The 77.1% on ARC-AGI-2 is the headline figure here. Google team claims this represents more than double the reasoning performance of the original Gemini 3 Pro. This means the model is much less likely to rely on pattern matching from its training data and is more capable of ‘figuring it out’ when faced with a novel edge case in a dataset.

https://blog.google/innovation-and-ai/models-and-research/gemini-models/gemini-3-1-pro/

The Agentic Toolkit: Custom Tools and ‘Antigravity‘

Google team is making a clear play for the developer’s terminal. Along with the main model, they launched a specialized endpoint: gemini-3.1-pro-preview-customtools.

This endpoint is optimized for developers who mix bash commands with custom functions. In previous versions, models often struggled to prioritize which tool to use, sometimes hallucinating a search when a local file read would have sufficed. The customtools variant is specifically tuned to prioritize tools like view_file or search_code, making it a more reliable backbone for autonomous coding agents.

This release also integrates deeply with Google Antigravity, the company’s new agentic development platform. Developers can now utilize a new ‘medium’ thinking level. This allows you to toggle the ‘reasoning budget’—using high-depth thinking for complex debugging while dropping to medium or low for standard API calls to save on latency and cost.

API Breaking Changes and New File Methods

For those already building on the Gemini API, there is a small but critical breaking change. In the Interactions API v1beta, the field total_reasoning_tokens has been renamed to total_thought_tokens. This change aligns with the ‘thought signatures’ introduced in the Gemini 3 family—encrypted representations of the model’s internal reasoning that must be passed back to the model to maintain context in multi-turn agentic workflows.

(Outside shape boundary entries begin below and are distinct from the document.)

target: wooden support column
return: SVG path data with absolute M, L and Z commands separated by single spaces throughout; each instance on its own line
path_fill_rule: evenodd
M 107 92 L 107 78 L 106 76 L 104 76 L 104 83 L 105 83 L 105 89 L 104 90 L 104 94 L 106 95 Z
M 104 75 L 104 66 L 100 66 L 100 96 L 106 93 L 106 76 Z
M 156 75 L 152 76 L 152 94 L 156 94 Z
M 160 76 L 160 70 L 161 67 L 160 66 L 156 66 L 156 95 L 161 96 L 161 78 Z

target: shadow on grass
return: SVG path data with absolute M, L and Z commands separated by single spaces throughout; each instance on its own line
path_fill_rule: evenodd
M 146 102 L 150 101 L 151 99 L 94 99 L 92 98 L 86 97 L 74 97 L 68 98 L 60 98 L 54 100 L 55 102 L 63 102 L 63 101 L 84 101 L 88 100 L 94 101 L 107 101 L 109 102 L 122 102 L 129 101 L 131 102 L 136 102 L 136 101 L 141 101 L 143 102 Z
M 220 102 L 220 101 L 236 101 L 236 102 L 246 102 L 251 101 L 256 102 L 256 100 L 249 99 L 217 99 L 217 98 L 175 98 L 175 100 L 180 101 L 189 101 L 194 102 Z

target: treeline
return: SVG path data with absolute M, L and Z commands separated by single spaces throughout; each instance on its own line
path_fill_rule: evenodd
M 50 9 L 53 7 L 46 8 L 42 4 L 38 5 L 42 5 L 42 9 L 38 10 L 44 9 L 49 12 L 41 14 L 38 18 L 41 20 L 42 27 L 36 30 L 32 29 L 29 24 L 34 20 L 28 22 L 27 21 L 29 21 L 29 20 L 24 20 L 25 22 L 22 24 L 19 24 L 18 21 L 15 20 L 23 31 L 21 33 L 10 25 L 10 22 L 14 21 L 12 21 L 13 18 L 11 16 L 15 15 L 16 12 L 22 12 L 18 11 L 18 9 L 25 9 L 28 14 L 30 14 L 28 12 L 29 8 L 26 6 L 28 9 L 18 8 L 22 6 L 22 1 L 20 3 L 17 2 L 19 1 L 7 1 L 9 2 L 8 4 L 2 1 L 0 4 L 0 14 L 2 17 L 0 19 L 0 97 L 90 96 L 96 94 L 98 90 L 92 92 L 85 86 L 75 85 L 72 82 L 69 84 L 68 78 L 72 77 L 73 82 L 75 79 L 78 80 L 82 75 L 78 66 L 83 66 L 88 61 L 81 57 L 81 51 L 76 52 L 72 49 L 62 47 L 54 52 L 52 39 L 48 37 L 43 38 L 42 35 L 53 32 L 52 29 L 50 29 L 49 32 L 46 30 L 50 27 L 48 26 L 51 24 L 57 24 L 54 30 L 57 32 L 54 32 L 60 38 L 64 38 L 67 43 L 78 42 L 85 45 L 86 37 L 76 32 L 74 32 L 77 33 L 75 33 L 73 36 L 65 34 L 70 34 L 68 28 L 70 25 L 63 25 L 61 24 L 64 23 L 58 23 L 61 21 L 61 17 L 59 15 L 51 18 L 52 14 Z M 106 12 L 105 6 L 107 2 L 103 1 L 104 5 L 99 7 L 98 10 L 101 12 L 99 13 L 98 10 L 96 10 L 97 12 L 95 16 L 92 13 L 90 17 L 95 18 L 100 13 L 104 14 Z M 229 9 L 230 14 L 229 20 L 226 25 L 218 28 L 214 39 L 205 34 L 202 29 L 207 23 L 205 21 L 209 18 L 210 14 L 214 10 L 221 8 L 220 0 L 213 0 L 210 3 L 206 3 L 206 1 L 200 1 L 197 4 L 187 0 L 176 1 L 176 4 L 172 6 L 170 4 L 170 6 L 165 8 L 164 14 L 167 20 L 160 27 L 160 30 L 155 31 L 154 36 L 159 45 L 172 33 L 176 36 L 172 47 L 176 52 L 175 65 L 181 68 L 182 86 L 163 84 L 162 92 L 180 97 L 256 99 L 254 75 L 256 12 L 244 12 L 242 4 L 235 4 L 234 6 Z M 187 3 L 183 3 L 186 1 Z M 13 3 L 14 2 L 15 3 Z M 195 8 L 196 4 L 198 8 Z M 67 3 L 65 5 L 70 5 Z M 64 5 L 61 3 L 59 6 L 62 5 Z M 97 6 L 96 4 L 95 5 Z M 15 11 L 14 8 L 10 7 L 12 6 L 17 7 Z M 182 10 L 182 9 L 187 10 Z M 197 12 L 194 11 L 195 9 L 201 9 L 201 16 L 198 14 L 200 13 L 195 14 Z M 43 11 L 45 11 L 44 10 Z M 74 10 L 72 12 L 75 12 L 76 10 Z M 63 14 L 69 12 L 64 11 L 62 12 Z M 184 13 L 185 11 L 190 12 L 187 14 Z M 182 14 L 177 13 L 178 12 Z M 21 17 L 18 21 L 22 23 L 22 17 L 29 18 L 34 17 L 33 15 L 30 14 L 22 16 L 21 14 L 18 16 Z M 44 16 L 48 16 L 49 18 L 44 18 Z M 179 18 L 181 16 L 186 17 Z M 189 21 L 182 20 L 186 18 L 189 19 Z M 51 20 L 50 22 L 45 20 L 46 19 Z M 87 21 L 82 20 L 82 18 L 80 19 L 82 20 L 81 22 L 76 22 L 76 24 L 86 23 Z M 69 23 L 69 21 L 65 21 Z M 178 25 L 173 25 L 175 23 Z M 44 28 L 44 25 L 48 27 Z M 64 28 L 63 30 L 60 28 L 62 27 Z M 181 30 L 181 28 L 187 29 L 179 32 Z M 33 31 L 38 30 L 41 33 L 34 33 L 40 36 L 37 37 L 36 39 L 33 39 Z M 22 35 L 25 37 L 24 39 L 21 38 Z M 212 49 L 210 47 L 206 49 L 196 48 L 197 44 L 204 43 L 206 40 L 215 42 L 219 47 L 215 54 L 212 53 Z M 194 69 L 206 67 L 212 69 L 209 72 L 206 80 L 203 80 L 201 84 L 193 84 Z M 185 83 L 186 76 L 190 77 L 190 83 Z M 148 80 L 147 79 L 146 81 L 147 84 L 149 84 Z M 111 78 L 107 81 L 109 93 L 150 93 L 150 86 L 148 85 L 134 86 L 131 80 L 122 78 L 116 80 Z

The model’s appetite for data has also grown. Key updates to file handling include:

100MB File Limit: The previous 20MB cap for API uploads has been quintupled to 100MB.
Direct YouTube Support: You can now pass a YouTube URL directly as a media source. The model ‘watches’ the video via the URL rather than requiring a manual upload.
Cloud Integration: Support for Cloud Storage buckets and private database pre-signed URLs as direct data sources.

The Economics of Intelligence

Pricing for Gemini 3.1 Pro Preview remains aggressive. For prompts under 200k tokens, input costs are $2 per 1 million tokens, and output is $12 per 1 million. For contexts exceeding 200k, the price scales to $4 input and $18 output.

When compared to competitors like Claude Opus 4.6 or GPT-5.2, Google team is positioning Gemini 3.1 Pro as the ‘efficiency leader.’ According to data from Artificial Analysis, Gemini 3.1 Pro now holds the top spot on their Intelligence Index while costing roughly half as much to run as its nearest frontier peers.

Key Takeaways

Massive 1M/65K Context Window: The model maintains a 1M token input window for large-scale data and repositories, while significantly upgrading the output limit to 65k tokens for long-form code and document generation.
A Leap in Logic and Reasoning: Performance on the ARC-AGI-2 benchmark reached 77.1%, representing more than double the reasoning capability of previous versions. It also achieved a 94.1% on GPQA Diamond for graduate-level science tasks.
Dedicated Agentic Endpoints: Google team introduced a specialized gemini-3.1-pro-preview-customtools endpoint. It is specifically optimized to prioritize bash commands and system tools (like view_file and search_code) for more reliable autonomous agents.
API Breaking Change: Developers must update their codebases as the field total_reasoning_tokens has been renamed to total_thought_tokens in the v1beta Interactions API to better align with the model’s internal “thought” processing.
Enhanced File and Media Handling: The API file size limit has increased from 20MB to 100MB. Additionally, developers can now pass YouTube URLs directly into the prompt, allowing the model to analyze video content without needing to download or re-upload files.